The worst is over for South Africa’s largest asset manager
Ninety One’s earnings took a hit from muted investor risk appetite over the past six months despite positive markets working in the asset manager’s favour.
Ninety One released its results for the six months through September 2024 on Wednesday, which revealed a muted performance.
The asset manager’s closing assets under management increased by only 1% to £127.4 billion (R2.93 trillion).
Ninety One also experienced net outflows of £5.3 billion (R121.75 billion), with the asset manager saying that demand for risk-on strategies remained muted in the first half of its 2025 financial year.
This saw Ninety One’s adjusted operating profit decrease by 9% to £88.6 million (R2.03 billion).
Its adjusted operating profit margin decreased to 30.5%, down from 32.6% in the previous year.
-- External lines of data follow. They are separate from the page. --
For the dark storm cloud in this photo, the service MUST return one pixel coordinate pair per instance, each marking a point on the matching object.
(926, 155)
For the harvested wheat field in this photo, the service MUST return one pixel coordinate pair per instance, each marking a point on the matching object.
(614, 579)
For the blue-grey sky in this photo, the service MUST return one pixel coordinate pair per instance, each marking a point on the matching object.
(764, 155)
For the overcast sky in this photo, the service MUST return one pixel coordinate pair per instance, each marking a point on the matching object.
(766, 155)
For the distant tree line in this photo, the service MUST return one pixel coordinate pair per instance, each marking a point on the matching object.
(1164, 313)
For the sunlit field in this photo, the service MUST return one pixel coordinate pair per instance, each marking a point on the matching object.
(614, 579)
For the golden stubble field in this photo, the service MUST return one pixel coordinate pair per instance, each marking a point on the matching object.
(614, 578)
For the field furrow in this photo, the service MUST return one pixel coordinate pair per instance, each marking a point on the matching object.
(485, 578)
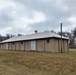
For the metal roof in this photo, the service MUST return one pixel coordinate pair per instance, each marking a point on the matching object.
(39, 35)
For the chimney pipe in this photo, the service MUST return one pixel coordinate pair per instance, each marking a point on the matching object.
(36, 31)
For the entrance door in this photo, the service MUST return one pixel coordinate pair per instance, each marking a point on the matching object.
(33, 45)
(6, 46)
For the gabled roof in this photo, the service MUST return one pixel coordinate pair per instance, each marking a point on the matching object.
(39, 35)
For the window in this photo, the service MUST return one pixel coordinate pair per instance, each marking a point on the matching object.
(48, 41)
(13, 43)
(21, 42)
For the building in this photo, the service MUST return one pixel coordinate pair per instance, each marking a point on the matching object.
(41, 41)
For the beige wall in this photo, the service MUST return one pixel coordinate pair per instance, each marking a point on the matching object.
(54, 45)
(49, 45)
(27, 45)
(13, 46)
(10, 46)
(17, 46)
(22, 44)
(40, 45)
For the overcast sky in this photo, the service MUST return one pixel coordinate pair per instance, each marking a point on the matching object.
(25, 16)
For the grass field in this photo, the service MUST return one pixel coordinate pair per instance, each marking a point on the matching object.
(37, 63)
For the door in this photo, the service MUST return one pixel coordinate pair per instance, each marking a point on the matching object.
(6, 46)
(33, 45)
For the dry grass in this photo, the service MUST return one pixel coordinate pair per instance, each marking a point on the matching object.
(37, 63)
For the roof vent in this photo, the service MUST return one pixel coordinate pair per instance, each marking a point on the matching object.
(36, 31)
Profit before tax decreased by 10% to £93.3 million (R2.14 billion).
The company’s basic earnings per share decreased by 12% to 7.8 pence (R1.77), and adjusted earnings per share decreased by 11% to 7.3 pence (R1.66).
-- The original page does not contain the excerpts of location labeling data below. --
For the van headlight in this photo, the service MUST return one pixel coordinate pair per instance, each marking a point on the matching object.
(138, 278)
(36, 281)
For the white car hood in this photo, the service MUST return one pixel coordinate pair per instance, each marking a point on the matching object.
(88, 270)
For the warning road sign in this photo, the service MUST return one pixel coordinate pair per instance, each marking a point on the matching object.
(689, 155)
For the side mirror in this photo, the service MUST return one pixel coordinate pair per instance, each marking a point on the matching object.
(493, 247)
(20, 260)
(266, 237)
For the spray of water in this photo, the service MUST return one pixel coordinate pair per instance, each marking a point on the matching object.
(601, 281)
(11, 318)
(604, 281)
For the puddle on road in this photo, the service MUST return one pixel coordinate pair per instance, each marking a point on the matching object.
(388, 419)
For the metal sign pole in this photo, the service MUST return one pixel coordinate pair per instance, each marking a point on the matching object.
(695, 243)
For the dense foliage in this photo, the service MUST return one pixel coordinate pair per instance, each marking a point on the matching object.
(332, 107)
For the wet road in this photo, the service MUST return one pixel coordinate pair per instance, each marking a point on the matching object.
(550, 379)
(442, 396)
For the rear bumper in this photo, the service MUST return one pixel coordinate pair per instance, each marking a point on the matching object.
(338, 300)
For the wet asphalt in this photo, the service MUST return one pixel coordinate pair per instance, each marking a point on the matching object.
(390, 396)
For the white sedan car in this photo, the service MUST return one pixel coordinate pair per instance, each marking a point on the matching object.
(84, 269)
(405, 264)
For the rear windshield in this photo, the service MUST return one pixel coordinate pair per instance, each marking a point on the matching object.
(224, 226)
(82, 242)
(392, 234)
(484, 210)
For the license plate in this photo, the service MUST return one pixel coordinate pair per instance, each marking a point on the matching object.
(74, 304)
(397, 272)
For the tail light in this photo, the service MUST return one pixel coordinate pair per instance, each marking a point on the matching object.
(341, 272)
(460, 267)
“During this reporting period, Ninety One benefited from positive performance in equity and bond markets,” CEO Hendrik du Toit said.
“Demand for risk-on strategies, especially emerging markets, remained muted.” He said this affected the company’s ability to produce new business at historic rates.
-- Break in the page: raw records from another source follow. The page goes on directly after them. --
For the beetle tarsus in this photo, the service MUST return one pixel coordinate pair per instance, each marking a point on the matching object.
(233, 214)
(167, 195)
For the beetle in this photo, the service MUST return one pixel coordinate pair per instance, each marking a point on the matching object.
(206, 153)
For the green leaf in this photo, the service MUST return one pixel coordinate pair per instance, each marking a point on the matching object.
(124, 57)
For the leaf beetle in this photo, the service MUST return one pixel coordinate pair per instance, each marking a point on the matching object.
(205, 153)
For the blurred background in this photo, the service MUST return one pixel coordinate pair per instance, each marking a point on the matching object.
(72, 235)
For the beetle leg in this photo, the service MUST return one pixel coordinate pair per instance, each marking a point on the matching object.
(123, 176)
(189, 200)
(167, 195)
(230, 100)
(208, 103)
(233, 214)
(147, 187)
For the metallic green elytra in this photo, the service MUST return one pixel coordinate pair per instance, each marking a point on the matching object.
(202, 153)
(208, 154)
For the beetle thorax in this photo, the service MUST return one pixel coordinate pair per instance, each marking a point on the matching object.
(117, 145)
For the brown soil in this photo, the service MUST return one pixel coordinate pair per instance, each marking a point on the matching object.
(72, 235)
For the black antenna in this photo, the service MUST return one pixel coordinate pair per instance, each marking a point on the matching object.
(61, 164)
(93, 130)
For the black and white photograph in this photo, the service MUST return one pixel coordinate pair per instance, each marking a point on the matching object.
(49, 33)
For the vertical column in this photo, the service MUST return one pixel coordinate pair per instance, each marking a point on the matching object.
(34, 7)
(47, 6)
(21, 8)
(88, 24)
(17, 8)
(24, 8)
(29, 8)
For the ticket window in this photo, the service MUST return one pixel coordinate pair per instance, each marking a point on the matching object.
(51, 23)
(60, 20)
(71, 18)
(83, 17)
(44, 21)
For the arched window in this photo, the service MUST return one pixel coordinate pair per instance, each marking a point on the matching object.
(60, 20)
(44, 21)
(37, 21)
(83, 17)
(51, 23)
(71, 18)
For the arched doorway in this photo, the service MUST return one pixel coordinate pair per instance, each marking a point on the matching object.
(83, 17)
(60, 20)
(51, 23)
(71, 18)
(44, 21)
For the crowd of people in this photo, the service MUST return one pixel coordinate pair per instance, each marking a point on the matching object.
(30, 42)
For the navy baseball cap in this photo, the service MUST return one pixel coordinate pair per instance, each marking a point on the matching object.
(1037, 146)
However, he noted that Ninety One has experienced a significant improvement in inflows and business opportunities since September.
“In spite of cyclical demand headwinds, we remain committed to our focus areas and chosen markets,” he said.
“Looking ahead, we are encouraged by an environment of lower interest rates, broadening markets and an improving new business pipeline.”
“This optimism should be tempered by the elevated levels of political risk in the world in which we operate.”
Interestingly, Ninety One noted that emerging markets outperformed the S&P during the reporting period.
In addition, net inflows were noted in actively managed emerging market funds in September, suggesting a potential turning point.
Demand in the multi-asset credit space is also building. This is supported by a significant investment in skills and systems, including key appointments.
“We are excited about the prospects in this area,” Ninety One said. In addition, the asset manager noted that investment returns have improved relative to the previous year.
“This helps to set us up to capture flows when they return to the parts of the market in which we operate,” it said.
“Since September, we have seen an improvement in flows and pipeline, which gives us confidence that the worst is behind us.”
“While market conditions remain uncertain, we are focused on the long term. With strengthened investment performance and a growing pipeline, Ninety One is optimistic about regaining business momentum and capturing opportunities in emerging and global markets.”
Ninety One declared an interim dividend of 5.4 pence (R1.23) per share.